Monday, Jan. 25, 1943
Solomons: First Seven Weeks
GUADALCANAL DIARY--Richard Tregaskis--Random House ($2.50).
This may not be the best war book of 1943--but it is thorough reporting on one of the most dramatic battles of 1942. Six-foot seven-inch, bespectacled Richard Tregaskis, 26, is an International News Service correspondent who landed with the first Marine contingents to hit the Solomons. For seven weeks, until he was relieved, he lived with the Marines, became as tough and wiry as any. Jap snipers shot at him. Jap pilots strafed and bombed him. On his way out of the islands by bomber he started to write about it all. In Honolulu he finished his book.
Thirteen dollars' worth of airmail stamps took the manuscript to New York. Within seven days it had been accepted for publication and picked as the Book-of-the-Month Club's February selection (with Norman Angell's Let the People Know). Shortly thereafter it had been sold to 20th-Century-Fox.
The book's secret is the simple secret of all good reporting--fidelity and detail. It gives a good picture of what life on Guadalcanal is like. Tregaskis' description of the Battle of the Tenaru River, which he watched while Jap tracers wove a bright red network of visible death around his head, gets its power from the countless sights he remembers and sets down rather than from any comment he makes about them. Excerpts:
"The stench of bodies strewn along Hell Point and across the Tenaru spit was strong. Many of them lay at the water's edge, and already were puffed and glossy, like shiny sausages. Some of the bodies had been partially buried by wave-washed sand; you might see a grotesque, bloated head or twisted torso sprouting from the beach.

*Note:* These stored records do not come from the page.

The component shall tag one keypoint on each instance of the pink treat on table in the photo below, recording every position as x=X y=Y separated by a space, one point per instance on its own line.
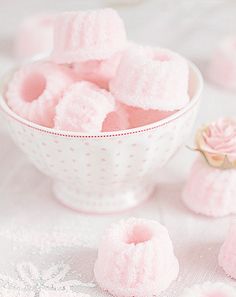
x=35 y=36
x=139 y=117
x=227 y=255
x=116 y=120
x=88 y=35
x=151 y=79
x=99 y=72
x=222 y=67
x=83 y=108
x=210 y=290
x=136 y=258
x=210 y=191
x=35 y=90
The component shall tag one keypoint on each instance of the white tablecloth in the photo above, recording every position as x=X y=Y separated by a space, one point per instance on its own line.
x=35 y=229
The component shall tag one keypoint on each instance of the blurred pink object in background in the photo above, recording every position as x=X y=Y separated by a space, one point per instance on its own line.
x=227 y=256
x=35 y=36
x=222 y=67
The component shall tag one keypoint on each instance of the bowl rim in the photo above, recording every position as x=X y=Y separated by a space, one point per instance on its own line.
x=72 y=134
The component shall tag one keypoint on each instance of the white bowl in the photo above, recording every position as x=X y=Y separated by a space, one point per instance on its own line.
x=105 y=172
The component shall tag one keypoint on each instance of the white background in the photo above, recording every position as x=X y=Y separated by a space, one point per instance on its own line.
x=34 y=227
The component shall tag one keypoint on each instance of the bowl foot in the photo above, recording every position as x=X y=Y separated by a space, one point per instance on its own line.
x=103 y=202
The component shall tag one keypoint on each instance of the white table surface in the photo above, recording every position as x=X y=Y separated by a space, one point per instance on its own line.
x=35 y=228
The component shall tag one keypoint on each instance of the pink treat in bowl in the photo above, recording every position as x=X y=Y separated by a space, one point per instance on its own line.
x=99 y=72
x=103 y=172
x=35 y=90
x=136 y=258
x=88 y=35
x=151 y=79
x=35 y=36
x=139 y=117
x=116 y=120
x=78 y=109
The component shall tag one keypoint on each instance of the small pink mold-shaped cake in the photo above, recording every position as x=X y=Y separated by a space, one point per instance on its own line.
x=35 y=90
x=35 y=36
x=136 y=258
x=210 y=290
x=116 y=120
x=222 y=67
x=99 y=72
x=210 y=189
x=83 y=108
x=227 y=255
x=140 y=117
x=151 y=79
x=88 y=35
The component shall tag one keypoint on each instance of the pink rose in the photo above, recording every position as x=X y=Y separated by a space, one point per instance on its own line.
x=217 y=141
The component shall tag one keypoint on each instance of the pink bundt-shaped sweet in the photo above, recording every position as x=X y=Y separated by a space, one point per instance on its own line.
x=140 y=117
x=210 y=191
x=116 y=120
x=35 y=36
x=151 y=79
x=222 y=67
x=136 y=258
x=227 y=255
x=35 y=90
x=99 y=72
x=83 y=108
x=210 y=290
x=88 y=35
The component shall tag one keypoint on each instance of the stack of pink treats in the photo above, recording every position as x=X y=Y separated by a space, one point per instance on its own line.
x=95 y=80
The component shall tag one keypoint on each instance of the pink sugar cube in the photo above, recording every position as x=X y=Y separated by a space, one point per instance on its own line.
x=35 y=90
x=151 y=79
x=99 y=72
x=83 y=108
x=116 y=120
x=88 y=35
x=136 y=258
x=139 y=117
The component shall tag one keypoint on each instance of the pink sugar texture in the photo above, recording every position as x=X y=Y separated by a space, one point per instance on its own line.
x=35 y=90
x=116 y=120
x=222 y=67
x=136 y=258
x=83 y=108
x=151 y=79
x=35 y=36
x=88 y=35
x=227 y=255
x=140 y=117
x=210 y=191
x=99 y=72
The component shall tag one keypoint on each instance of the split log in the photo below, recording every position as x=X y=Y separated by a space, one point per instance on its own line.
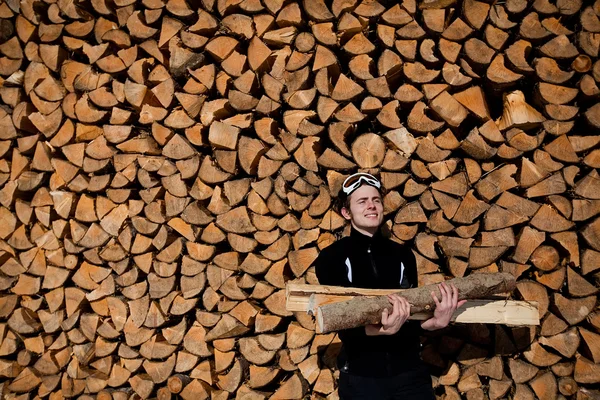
x=363 y=311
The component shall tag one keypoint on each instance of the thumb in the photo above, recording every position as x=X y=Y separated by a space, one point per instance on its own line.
x=384 y=316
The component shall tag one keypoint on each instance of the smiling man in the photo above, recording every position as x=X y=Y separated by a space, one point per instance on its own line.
x=379 y=361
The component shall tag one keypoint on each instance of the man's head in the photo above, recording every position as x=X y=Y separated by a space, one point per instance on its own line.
x=362 y=202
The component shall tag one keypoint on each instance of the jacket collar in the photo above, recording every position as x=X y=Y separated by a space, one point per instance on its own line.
x=362 y=239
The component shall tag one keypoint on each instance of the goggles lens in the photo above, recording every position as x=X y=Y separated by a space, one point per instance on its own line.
x=354 y=181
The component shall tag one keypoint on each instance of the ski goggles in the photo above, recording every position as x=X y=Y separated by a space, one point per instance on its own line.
x=354 y=181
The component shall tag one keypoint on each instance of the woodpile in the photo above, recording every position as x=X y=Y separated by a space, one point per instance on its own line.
x=168 y=165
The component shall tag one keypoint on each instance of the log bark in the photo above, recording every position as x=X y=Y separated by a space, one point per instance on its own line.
x=363 y=311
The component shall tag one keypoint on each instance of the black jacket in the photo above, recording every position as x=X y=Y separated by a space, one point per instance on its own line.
x=377 y=263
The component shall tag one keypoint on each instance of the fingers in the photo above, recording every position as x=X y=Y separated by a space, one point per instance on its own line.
x=404 y=309
x=454 y=295
x=384 y=316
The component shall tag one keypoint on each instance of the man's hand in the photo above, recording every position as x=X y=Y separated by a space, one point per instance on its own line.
x=391 y=323
x=444 y=308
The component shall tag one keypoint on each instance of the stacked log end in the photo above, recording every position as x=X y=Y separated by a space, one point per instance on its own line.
x=168 y=165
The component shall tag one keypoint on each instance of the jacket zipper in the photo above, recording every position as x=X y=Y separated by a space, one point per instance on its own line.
x=372 y=262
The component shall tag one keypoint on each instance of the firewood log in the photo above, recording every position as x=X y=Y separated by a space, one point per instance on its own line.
x=327 y=315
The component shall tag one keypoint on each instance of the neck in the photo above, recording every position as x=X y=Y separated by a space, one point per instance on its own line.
x=366 y=231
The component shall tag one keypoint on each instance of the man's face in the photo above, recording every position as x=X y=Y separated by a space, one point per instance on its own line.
x=366 y=209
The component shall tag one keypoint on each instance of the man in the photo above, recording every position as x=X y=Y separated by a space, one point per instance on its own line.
x=379 y=361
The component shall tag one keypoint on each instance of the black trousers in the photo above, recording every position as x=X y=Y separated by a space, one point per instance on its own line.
x=411 y=385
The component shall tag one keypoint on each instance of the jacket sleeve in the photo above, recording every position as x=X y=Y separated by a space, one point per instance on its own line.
x=329 y=270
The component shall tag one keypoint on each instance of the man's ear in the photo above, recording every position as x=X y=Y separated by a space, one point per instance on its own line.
x=346 y=213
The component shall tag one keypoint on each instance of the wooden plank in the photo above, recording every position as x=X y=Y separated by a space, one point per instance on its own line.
x=306 y=298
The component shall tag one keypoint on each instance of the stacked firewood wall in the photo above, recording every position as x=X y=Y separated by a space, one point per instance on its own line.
x=166 y=166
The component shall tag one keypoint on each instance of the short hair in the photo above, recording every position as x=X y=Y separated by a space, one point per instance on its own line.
x=343 y=200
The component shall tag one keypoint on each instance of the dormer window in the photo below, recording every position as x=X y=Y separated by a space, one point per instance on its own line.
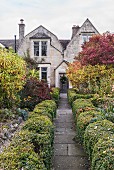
x=86 y=37
x=44 y=48
x=40 y=48
x=36 y=48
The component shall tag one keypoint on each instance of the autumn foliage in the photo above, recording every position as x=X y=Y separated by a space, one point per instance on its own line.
x=99 y=50
x=12 y=76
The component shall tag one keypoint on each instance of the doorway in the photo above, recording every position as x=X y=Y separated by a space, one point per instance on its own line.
x=64 y=84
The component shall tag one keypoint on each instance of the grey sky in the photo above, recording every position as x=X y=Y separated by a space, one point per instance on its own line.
x=58 y=16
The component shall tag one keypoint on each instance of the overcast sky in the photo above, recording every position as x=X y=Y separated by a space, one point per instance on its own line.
x=58 y=16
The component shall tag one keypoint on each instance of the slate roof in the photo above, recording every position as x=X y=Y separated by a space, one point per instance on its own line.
x=10 y=43
x=40 y=36
x=64 y=61
x=64 y=43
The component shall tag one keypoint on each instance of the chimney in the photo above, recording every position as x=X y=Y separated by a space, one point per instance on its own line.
x=75 y=30
x=21 y=30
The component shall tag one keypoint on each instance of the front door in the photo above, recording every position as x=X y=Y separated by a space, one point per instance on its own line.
x=63 y=83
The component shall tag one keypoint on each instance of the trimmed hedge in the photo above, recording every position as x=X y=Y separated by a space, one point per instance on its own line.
x=49 y=107
x=81 y=105
x=72 y=96
x=32 y=147
x=85 y=118
x=55 y=94
x=20 y=156
x=103 y=154
x=94 y=132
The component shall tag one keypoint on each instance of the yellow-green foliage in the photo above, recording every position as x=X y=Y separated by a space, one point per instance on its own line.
x=103 y=154
x=12 y=74
x=96 y=131
x=85 y=118
x=55 y=94
x=81 y=105
x=98 y=79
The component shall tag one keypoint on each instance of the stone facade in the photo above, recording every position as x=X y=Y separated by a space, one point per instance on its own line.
x=59 y=53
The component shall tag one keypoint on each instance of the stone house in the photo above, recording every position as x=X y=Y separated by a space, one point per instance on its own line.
x=51 y=54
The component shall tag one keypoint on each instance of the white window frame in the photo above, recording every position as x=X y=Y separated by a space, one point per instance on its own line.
x=40 y=44
x=87 y=36
x=48 y=72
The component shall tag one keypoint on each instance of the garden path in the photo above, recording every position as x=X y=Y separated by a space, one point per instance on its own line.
x=68 y=153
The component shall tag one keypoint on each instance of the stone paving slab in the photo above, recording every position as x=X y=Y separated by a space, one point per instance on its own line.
x=60 y=149
x=68 y=153
x=64 y=131
x=63 y=125
x=64 y=138
x=75 y=150
x=70 y=163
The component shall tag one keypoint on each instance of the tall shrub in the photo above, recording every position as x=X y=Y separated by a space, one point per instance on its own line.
x=12 y=76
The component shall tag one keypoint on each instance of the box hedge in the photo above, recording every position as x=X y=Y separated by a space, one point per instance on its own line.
x=21 y=156
x=103 y=154
x=85 y=118
x=55 y=94
x=94 y=132
x=49 y=107
x=72 y=96
x=81 y=105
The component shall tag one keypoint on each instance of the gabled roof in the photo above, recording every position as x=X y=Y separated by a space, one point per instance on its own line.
x=87 y=20
x=10 y=43
x=64 y=43
x=40 y=36
x=64 y=61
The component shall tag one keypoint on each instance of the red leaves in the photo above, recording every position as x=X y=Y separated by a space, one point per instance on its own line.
x=99 y=50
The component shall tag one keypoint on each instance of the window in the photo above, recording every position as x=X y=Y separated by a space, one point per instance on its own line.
x=44 y=73
x=40 y=48
x=36 y=48
x=85 y=37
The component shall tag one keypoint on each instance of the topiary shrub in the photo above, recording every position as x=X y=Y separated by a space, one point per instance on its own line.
x=81 y=105
x=12 y=77
x=85 y=118
x=72 y=96
x=43 y=128
x=55 y=94
x=49 y=106
x=94 y=132
x=33 y=93
x=21 y=156
x=103 y=154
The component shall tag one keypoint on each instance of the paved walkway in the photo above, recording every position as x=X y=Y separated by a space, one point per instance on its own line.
x=68 y=153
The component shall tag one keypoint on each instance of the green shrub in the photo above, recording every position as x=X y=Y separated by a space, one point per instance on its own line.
x=85 y=118
x=49 y=106
x=94 y=132
x=103 y=154
x=12 y=77
x=42 y=144
x=39 y=124
x=43 y=128
x=34 y=92
x=81 y=105
x=41 y=111
x=55 y=94
x=20 y=156
x=72 y=96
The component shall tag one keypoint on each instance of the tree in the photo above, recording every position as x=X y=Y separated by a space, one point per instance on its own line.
x=99 y=50
x=12 y=76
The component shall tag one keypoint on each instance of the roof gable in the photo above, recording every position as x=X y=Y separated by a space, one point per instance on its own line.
x=87 y=27
x=64 y=61
x=40 y=36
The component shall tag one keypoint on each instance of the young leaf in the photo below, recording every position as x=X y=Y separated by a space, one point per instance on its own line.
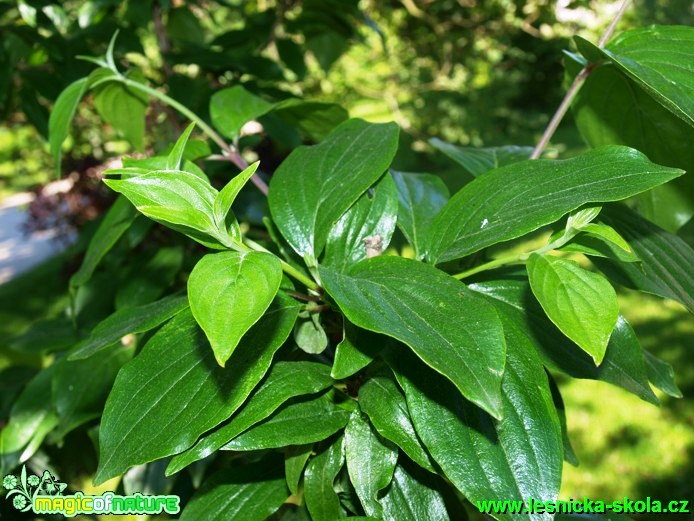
x=297 y=423
x=511 y=201
x=583 y=305
x=251 y=492
x=321 y=499
x=127 y=321
x=141 y=423
x=421 y=197
x=229 y=292
x=481 y=455
x=315 y=185
x=61 y=116
x=385 y=406
x=371 y=218
x=479 y=160
x=175 y=157
x=370 y=462
x=285 y=380
x=444 y=323
x=231 y=108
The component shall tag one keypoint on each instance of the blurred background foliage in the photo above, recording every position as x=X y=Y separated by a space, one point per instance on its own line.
x=470 y=72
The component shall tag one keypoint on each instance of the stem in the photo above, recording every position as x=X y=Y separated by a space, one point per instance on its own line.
x=575 y=86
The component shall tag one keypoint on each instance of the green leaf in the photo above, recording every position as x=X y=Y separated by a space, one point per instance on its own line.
x=421 y=197
x=315 y=185
x=296 y=423
x=319 y=492
x=61 y=116
x=128 y=321
x=666 y=260
x=365 y=229
x=80 y=388
x=623 y=364
x=223 y=216
x=482 y=456
x=385 y=405
x=356 y=350
x=511 y=201
x=443 y=322
x=229 y=292
x=177 y=199
x=142 y=423
x=582 y=304
x=409 y=498
x=124 y=109
x=370 y=462
x=231 y=108
x=661 y=374
x=250 y=492
x=477 y=161
x=658 y=58
x=284 y=381
x=175 y=157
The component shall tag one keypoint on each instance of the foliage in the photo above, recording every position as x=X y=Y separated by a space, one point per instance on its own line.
x=327 y=359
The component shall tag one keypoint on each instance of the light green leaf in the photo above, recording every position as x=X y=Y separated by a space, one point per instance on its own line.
x=229 y=292
x=231 y=108
x=319 y=492
x=511 y=201
x=365 y=229
x=61 y=116
x=444 y=323
x=477 y=161
x=409 y=498
x=385 y=405
x=284 y=381
x=175 y=157
x=421 y=197
x=298 y=422
x=623 y=364
x=315 y=185
x=659 y=59
x=515 y=458
x=141 y=423
x=128 y=321
x=582 y=304
x=370 y=462
x=242 y=492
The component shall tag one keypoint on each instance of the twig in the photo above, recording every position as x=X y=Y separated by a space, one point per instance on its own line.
x=576 y=85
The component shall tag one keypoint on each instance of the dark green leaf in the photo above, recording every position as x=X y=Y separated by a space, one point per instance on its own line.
x=319 y=492
x=61 y=116
x=623 y=364
x=128 y=321
x=582 y=304
x=116 y=221
x=385 y=405
x=476 y=161
x=365 y=229
x=443 y=322
x=296 y=423
x=666 y=260
x=243 y=492
x=409 y=498
x=482 y=456
x=511 y=201
x=370 y=462
x=421 y=197
x=285 y=380
x=229 y=292
x=142 y=423
x=315 y=185
x=231 y=108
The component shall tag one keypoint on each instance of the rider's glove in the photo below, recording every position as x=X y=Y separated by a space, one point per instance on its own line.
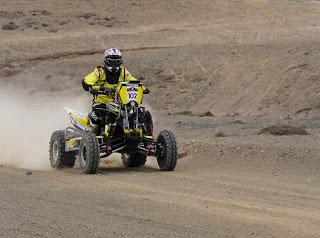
x=146 y=91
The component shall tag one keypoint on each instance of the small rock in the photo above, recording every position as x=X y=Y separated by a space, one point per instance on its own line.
x=52 y=30
x=10 y=26
x=29 y=172
x=206 y=114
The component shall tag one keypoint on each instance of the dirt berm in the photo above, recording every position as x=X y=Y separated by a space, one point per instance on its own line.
x=219 y=73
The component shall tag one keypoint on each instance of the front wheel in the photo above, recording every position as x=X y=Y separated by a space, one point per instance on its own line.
x=167 y=153
x=59 y=158
x=89 y=155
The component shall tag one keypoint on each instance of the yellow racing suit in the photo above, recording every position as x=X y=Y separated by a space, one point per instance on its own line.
x=99 y=78
x=93 y=81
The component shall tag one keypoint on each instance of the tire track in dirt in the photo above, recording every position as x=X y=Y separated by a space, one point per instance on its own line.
x=296 y=219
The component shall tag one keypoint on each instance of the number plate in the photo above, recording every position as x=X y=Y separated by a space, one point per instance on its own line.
x=132 y=93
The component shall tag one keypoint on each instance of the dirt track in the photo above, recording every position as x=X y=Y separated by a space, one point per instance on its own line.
x=243 y=64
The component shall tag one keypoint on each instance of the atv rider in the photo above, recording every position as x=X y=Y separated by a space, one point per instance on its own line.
x=101 y=83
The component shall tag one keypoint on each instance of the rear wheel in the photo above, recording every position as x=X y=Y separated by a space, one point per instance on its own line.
x=89 y=154
x=136 y=159
x=59 y=158
x=167 y=153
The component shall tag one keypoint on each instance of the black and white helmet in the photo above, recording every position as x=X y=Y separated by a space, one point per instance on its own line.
x=112 y=60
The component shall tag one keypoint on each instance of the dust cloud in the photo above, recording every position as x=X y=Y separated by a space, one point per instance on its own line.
x=26 y=124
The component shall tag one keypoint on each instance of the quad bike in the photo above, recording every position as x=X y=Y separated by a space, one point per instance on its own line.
x=131 y=134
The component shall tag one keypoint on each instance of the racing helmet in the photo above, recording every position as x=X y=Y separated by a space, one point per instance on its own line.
x=112 y=60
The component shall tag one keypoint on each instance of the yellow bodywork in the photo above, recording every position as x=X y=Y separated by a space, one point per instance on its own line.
x=99 y=78
x=131 y=92
x=83 y=120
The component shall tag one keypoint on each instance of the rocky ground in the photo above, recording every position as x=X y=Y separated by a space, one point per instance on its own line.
x=220 y=72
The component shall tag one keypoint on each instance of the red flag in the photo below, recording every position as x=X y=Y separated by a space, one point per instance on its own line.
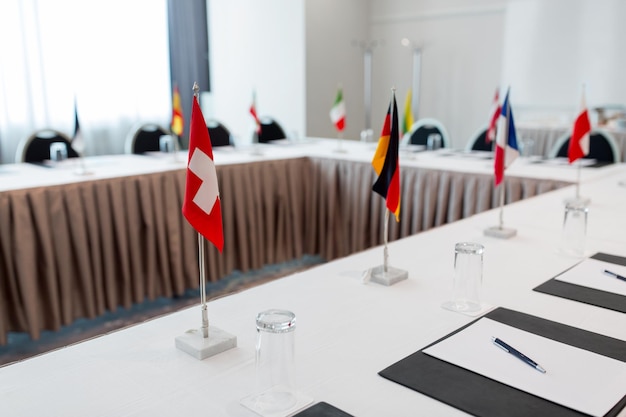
x=579 y=142
x=493 y=121
x=388 y=182
x=254 y=114
x=201 y=206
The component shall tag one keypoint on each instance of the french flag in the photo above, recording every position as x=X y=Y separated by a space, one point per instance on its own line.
x=506 y=142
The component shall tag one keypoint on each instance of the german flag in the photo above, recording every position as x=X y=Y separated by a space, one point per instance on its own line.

"Everywhere one turned there were piles of bodies; here one with a backbone visible from the front, and the rest of the flesh and bone peeled up over the man's head, like the leaf of an artichoke; there a charred head, hairless but still equipped with blackened eyeballs; pink, blue, yellow entrails drooping; a man with a red bullet hole through his eye; a dead Jap private, wearing dark, tortoise-shell glasses, his buck teeth bared in a humorless grin, lying on his back with his chest a mess of ground meat. There is no horror to these things. The first one you see is the only shock. The rest are simple repetition."
Tregaskis' Marines have only to open their mouths to establish their reality. Example:
"I saw a circle of Marines clustered about one of the lads who had a reputation for being a demon with the gals. These, he said, were letters from his Number One girl. 'That's the only dame he could never make,' said one of his admirers good-naturedly. 'He wants to MARRY her!' The Sheik only chuckled. 'F-- you, Mac,' he said, indulging in the Marines' favorite word. 'The trouble with you is you never met a virgin.' "
Even after the Marines had landed "the sentries were jittery on this their first night on the island. I awoke from time to time to hear the call of 'Halt!' followed almost immediately by volleys of gunfire." But with the first real fight the cool battle fortitude began to develop. "Down the beach one of the Japs had jumped up and was running for the jungle. 'There he goes!' was the shout. 'Riddle the son of a bitch!' And riddled he was."
Tregaskis points no morals. To the end he remains just an observant reporter assigned to the tragedy of actual war.